Former President Donald Trump suggested without evidence Wednesday that Iran could be responsible for two apparent assassination attempts he has faced this year, saying foreign leaders objected to his position on tariffs.
Authorities have made no public statements to support the claim that either would-be assassin — in Butler, Pennsylvania, in July and near Trump’s Florida home this month — was aided by foreign agents or anyone else. Trump tied the two incidents to the separate hacking of his campaign, which U.S. intelligence agencies say was conducted by Iran.
“There have been two assassination attempts on my life — that we know of,” Trump, the GOP candidate for president, said at a campaign stop in Mint Hill, North Carolina. “And they may or may not involve — but possibly do — Iran, but I don’t really know.”
Trump also aired his theory on X on Wednesday, saying, “Big threats on my life by Iran. The entire U.S. Military is watching and waiting. Moves were already made by Iran that didn’t work out, but they will try again.”
The Trump campaign told USA Today in a statement on Tuesday night that “President Trump was briefed earlier today by the Office of the Director of National Intelligence regarding real and specific threats from Iran to assassinate him in an effort to destabilize and sow chaos in the United States.”

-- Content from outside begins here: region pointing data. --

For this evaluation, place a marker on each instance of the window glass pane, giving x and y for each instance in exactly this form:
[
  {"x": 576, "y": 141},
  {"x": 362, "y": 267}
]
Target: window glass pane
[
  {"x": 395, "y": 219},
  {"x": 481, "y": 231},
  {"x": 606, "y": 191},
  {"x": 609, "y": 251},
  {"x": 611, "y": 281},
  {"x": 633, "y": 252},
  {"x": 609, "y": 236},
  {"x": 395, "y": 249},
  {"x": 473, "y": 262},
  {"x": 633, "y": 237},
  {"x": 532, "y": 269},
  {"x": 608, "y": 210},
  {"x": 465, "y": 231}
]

USA Today said a spokesman for the Office of the Director of National Intelligence, or ODNI, acknowledged the briefing occurred but did not provide specifics about what was said.
In his remarks in North Carolina, Trump thanked members of Congress in both parties for approving more funding for the U.S. Secret Service but added that if he were president when a foreign country threatened a presidential candidate, he would retaliate in the strongest terms.
“So, I thank everybody in Congress,” he said. “But if I were the president, I would inform the threatening country, in this case Iran, that if you do anything to harm this person, we are going to blow your largest cities and the country itself to smithereens. We’re going to blow it to smithereens.”
The gunman in the Pennsylvania shooting, Thomas Crooks, was killed by law enforcement at the scene. In the second case, in Florida, Ryan Wesley Routh was charged on Tuesday with attempted assassination of Trump.
In the hour-long speech that included some attention to economic issues, Trump said that he was a target of foreign governments because of his plans to expand tariffs, which are taxes on imported goods.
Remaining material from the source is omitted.